Only a few years ago, the notion that Beyond Meat – the former poster child of the plant-based meat industry – would shut down its operations in China seemed unthinkable. At the height of the brand’s popularity, its label could be found adorning heavily promoted products at restaurants and grocery stores across major cities.
Many observers speculated that the alternative meat company and others like it had found the next great success story in the country’s rapidly evolving consumer market.
But barely three years after launching its direct-to-consumer channels in 2022, Beyond Meat announced in February that it would suspend its China business. Its online stores were closed last month, and it has laid off most of its employees and halted production at its factory in Jiaxing, Zhejiang province, according to media reports.
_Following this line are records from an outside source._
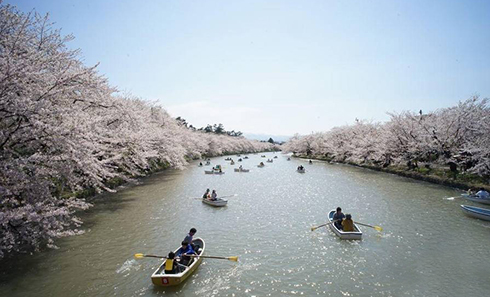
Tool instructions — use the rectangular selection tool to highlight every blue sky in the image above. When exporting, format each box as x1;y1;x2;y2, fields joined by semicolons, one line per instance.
8;0;490;135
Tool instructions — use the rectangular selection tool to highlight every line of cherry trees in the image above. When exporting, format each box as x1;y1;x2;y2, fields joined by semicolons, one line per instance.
0;4;273;258
283;96;490;178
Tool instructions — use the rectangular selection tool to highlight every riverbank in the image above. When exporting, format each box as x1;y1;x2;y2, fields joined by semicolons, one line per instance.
295;154;490;192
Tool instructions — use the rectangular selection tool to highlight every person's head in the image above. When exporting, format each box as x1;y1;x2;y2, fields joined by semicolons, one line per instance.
212;190;216;193
346;214;352;220
480;188;485;191
206;188;210;192
168;252;175;259
189;228;197;235
181;241;189;248
336;207;342;213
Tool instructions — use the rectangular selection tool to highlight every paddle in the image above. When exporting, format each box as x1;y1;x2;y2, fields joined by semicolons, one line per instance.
134;253;238;262
311;220;338;231
444;196;461;200
354;222;383;232
192;194;238;200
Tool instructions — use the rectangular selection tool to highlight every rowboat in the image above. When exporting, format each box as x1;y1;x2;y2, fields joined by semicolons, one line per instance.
461;194;490;205
328;210;362;240
274;156;278;159
234;168;250;172
204;170;214;174
257;164;265;168
297;169;305;173
151;238;205;287
202;198;228;207
461;205;490;221
267;160;273;163
244;156;249;159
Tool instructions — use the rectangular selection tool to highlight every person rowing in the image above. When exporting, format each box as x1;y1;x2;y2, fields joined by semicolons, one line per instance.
202;189;210;199
332;207;345;229
176;241;196;266
476;188;490;199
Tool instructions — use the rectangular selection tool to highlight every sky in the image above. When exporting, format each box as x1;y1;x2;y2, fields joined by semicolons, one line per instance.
7;0;490;136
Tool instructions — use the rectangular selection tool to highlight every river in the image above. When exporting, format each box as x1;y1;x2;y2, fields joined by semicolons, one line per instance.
0;153;489;296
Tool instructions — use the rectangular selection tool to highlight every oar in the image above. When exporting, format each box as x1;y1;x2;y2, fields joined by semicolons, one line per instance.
134;253;238;261
191;194;237;200
445;196;461;200
354;222;383;231
311;220;337;231
219;194;238;199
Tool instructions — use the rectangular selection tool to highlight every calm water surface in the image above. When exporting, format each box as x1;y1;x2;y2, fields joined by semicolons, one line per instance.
1;153;489;296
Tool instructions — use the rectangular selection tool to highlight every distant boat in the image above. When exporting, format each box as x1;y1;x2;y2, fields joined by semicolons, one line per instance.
202;198;228;207
234;168;250;172
297;168;305;173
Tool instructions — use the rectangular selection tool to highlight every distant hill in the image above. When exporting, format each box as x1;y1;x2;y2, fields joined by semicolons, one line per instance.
243;133;291;143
The American company, which received backing from Microsoft co-founder Bill Gates and a host of celebrity investors in its early years, entered China to great fanfare in 2020, sealing partnerships with Starbucks, KFC, Pizza Hut and retailers such as Sam’s Club and Costco.
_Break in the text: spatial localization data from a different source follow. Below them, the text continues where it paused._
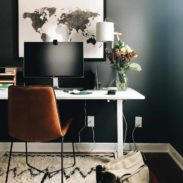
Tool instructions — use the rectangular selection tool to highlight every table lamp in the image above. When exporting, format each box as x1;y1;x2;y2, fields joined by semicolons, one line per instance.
95;22;122;89
96;22;122;45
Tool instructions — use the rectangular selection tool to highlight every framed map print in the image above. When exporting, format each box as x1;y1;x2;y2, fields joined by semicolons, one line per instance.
18;0;106;61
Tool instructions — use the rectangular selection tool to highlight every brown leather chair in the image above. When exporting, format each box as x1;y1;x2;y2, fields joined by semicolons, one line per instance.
6;86;75;183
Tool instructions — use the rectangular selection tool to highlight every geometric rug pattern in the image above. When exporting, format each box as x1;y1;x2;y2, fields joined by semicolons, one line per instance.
0;153;114;183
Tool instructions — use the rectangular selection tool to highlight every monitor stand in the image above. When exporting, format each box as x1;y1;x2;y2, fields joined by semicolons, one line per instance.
52;77;59;89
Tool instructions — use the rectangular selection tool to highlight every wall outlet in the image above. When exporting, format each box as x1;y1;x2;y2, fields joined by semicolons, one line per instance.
135;116;142;128
87;116;95;127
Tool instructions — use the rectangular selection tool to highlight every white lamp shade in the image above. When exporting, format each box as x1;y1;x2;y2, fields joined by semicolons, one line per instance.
96;22;114;42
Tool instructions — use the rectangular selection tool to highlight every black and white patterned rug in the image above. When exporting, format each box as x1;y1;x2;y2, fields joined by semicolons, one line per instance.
0;153;114;183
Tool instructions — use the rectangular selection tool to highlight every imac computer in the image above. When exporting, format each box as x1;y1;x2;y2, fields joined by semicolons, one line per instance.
24;42;84;88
Its plant-based meat – made from ingredients like soy, peas or wheat and mimicking the taste, texture and appearance of animal flesh – was, for a time, ubiquitous. But the craze ultimately proved to be short-lived.
Gu Shuyu, from the Tractus Asia management consultancy, said China’s vegan meat bust was ultimately not an issue of price, taste or technology; the product, he contended, never had a real, sustainable use case.